Around two and half hours later, we approached the village. By this time, I had calmed down. I realized that the holy water was significant to me because I had maintained the ritual and practice given to me three times per day since it was given to me. While it’s impossible to say with absolute certainty from a scientific standpoint whether holy water from any source has special properties or not, what made it important to me was the belief it was important. I had given meaning and put belief into it, therein lies its significance. If I maintain this belief and rehearse the ritual with any water, whether blessed and from a monk or not, it should serve the same purpose. I’m glad I was able to come to this realization and absolve my anger without acting out of frustration or saying something I would later regret.

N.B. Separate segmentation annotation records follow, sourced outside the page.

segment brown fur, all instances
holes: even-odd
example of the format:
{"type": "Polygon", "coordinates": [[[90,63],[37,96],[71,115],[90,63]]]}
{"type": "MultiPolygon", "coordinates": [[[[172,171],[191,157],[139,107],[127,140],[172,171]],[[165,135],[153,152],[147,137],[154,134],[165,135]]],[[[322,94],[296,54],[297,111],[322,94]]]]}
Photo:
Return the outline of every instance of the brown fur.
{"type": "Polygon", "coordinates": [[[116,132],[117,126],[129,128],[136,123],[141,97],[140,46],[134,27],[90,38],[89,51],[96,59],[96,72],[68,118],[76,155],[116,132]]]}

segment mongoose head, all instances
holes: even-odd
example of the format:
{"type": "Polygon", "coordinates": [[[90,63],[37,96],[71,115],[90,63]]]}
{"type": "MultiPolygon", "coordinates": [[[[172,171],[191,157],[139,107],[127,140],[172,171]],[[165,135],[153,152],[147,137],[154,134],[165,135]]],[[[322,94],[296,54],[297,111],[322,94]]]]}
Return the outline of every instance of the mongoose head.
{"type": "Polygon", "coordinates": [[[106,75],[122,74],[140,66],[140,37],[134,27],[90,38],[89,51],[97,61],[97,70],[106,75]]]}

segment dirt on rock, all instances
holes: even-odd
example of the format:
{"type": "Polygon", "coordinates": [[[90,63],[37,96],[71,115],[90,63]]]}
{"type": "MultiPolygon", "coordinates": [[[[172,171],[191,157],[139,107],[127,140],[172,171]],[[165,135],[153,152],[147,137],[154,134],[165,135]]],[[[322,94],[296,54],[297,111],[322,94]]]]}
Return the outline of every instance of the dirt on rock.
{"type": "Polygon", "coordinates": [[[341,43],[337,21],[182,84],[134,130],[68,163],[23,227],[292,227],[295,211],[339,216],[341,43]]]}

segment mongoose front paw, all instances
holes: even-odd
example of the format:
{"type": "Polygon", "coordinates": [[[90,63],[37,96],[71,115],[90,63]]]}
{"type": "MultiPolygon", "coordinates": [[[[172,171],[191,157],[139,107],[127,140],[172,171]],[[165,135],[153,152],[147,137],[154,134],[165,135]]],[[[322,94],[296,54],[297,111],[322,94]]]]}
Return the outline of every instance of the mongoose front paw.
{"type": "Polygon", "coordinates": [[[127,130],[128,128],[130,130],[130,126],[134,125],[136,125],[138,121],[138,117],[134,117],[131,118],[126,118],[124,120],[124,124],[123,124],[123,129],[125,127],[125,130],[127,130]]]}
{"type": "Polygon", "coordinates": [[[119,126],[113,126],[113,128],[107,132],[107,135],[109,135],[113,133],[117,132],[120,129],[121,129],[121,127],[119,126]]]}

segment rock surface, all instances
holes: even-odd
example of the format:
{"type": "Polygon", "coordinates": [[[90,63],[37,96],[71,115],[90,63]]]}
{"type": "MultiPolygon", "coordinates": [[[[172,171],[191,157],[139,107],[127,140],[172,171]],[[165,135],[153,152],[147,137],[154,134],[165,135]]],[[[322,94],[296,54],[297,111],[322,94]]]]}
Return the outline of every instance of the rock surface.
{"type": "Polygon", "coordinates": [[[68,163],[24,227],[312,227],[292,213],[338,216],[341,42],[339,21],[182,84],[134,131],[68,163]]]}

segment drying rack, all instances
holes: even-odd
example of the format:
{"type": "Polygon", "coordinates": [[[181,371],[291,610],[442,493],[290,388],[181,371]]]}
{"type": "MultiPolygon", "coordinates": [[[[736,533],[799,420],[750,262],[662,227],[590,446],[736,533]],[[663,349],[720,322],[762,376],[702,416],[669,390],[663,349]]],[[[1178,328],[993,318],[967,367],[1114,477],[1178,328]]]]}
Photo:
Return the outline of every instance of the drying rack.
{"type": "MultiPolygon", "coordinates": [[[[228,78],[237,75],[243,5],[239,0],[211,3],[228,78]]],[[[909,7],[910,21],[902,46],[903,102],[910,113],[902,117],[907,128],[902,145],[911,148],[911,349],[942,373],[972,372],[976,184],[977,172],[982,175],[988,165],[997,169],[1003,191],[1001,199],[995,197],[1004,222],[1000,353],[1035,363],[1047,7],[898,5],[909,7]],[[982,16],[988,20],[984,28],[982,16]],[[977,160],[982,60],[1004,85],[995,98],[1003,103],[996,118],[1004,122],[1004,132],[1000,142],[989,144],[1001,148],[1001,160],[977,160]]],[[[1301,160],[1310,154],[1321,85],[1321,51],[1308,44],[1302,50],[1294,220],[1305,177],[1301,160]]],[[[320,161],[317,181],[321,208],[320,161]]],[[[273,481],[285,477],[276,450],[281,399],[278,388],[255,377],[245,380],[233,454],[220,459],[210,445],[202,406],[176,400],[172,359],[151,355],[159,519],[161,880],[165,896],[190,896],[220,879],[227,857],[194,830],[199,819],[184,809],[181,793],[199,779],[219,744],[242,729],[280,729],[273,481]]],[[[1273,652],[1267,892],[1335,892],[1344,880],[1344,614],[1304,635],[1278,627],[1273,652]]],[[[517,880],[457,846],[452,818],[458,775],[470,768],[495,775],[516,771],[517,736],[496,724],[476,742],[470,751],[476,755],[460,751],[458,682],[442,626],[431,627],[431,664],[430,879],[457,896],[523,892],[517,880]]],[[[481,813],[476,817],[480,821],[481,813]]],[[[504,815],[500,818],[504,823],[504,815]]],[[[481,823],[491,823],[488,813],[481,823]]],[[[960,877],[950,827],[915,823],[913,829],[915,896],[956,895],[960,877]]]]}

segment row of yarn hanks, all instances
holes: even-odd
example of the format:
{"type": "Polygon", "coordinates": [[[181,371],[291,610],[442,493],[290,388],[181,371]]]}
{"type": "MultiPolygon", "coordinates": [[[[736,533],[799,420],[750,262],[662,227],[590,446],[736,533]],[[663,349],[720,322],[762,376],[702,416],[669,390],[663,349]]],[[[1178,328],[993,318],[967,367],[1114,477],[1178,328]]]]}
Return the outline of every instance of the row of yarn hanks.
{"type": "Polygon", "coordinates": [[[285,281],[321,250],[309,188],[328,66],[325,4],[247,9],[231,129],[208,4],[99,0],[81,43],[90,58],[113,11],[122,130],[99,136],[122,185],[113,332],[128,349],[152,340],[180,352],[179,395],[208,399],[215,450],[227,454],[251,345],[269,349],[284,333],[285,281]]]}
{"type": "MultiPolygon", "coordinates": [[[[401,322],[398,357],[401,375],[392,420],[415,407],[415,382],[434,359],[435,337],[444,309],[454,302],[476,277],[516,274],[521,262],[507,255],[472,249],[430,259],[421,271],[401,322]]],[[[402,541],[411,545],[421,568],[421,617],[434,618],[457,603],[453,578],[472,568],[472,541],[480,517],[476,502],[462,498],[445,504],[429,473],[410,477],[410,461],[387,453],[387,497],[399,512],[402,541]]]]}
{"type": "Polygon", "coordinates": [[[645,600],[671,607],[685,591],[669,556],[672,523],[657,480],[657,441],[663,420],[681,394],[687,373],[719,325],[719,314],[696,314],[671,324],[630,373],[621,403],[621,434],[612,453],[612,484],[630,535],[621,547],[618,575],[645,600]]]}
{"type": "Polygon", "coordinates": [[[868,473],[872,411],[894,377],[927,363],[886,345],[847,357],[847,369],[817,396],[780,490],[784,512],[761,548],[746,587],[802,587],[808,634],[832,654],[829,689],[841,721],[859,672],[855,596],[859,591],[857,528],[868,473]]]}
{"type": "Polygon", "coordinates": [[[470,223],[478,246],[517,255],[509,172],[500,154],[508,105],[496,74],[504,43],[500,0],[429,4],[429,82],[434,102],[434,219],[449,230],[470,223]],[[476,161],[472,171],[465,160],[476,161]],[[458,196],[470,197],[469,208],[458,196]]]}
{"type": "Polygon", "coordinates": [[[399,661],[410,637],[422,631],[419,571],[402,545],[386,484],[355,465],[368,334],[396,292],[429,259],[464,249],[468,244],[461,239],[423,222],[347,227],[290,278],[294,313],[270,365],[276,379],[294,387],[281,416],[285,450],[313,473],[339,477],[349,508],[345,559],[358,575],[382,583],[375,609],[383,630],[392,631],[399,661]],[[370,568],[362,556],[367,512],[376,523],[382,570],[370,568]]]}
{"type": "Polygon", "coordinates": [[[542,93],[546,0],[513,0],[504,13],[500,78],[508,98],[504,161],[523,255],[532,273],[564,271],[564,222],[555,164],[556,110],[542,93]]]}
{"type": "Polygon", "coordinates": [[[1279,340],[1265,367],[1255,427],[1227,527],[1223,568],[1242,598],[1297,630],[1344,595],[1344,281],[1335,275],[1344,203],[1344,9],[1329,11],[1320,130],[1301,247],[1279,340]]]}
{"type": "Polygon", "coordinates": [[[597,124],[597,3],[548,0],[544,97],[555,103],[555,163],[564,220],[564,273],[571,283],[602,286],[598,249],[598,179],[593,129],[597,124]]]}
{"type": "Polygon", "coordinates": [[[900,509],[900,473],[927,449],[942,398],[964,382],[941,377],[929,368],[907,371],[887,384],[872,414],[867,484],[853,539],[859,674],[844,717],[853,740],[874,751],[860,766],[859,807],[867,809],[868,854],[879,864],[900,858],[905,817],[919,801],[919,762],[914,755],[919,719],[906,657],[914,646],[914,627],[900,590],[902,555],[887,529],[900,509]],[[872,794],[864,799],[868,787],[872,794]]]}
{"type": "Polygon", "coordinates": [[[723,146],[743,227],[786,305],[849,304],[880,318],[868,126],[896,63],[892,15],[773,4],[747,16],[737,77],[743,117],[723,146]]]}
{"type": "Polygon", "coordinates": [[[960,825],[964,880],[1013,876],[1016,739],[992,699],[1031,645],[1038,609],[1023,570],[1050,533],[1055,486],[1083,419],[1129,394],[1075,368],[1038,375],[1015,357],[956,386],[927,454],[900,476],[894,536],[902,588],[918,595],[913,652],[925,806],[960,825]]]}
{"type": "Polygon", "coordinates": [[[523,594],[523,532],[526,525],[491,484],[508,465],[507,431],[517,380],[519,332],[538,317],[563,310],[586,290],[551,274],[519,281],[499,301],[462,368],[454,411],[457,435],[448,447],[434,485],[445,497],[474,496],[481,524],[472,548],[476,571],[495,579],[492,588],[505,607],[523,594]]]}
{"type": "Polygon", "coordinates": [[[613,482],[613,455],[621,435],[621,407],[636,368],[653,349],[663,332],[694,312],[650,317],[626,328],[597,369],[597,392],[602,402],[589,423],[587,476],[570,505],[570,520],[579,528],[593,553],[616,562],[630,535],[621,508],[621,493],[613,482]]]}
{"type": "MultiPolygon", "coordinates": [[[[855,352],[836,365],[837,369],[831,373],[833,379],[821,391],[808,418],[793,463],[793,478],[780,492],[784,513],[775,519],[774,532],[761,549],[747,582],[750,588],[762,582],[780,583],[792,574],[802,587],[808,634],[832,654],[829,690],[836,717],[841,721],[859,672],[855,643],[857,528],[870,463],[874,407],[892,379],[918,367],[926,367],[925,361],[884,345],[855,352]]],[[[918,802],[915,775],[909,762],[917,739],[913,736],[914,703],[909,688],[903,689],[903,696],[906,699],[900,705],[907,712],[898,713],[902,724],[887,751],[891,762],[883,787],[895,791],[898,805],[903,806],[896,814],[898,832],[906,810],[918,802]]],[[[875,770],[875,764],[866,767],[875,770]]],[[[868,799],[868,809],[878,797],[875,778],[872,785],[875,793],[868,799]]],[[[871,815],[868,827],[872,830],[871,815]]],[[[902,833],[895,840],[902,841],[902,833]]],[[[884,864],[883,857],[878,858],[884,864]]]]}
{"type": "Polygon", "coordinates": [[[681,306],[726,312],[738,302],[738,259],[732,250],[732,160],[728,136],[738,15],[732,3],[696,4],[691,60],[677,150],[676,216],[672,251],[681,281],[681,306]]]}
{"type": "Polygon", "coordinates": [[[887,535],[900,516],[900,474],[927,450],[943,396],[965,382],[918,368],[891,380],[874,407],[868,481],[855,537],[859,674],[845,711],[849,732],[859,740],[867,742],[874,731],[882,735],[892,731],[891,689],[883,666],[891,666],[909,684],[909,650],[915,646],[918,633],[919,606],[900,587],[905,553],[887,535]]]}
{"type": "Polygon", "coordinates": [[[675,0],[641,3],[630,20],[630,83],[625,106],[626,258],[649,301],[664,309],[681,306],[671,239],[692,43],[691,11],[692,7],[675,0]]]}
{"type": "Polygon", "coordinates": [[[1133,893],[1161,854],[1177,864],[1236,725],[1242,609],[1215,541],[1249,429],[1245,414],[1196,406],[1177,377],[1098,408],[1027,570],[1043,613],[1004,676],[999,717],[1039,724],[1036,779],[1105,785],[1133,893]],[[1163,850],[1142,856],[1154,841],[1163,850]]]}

When we arrived in village, we made a stop at Norbu’s house. I ordered a round of four celebratory beers for us, before adjusting the order to two beers and two cokes (Norbu and Yuhan don’t drink alcohol). This was my first taste of alcohol in over a week I realized, and honestly I didn’t even think of it much. I wasn’t going to let my altitude headache stop me from enjoying a deserved cold celebratory brew. I bought a couple souvenirs from Norbu’s shop, gave him a thank you tip, and took my beer to go. I strategically saved several sips in order to have one of my beloved shower beers. A hot shower and a cold beer, sounds like such harmonious balance that would make even the Buddha proud. The best part about drinking beer in the Himalayan Mountains? While yes it’s true, alcohol’s effects are stronger in higher elevation, this isn’t what I’m referring to. The best part about drinking a cold beer in the Himalayan Mountains of Nepal is that it’ll never get warm.
Later, I began journaling the days events while fresh in mind in the dining hall until dinner. Though challenging, I did my best to put words behind the experience with as much detail and imagery as possible. While eating my nutritious meal of cheese pasta, fried momo dumplings, and marble cake dessert, I began chatting with a friendly Australian family of four at the nearby table. They were playing a card game called 500 that I recall playing with my family when I was younger. Due to the 3:30AM wake up earlier that morning, I planned on going immediately to bed following dinner. The social side of me couldn’t resist the enjoyable engagement with this family. We chatted for hours about an array of topics from travel and trekking to sports and different national education systems. Eventually exhaustion embraced me, and I made way to bed to allow my body recover from what will always be an unforgettable day.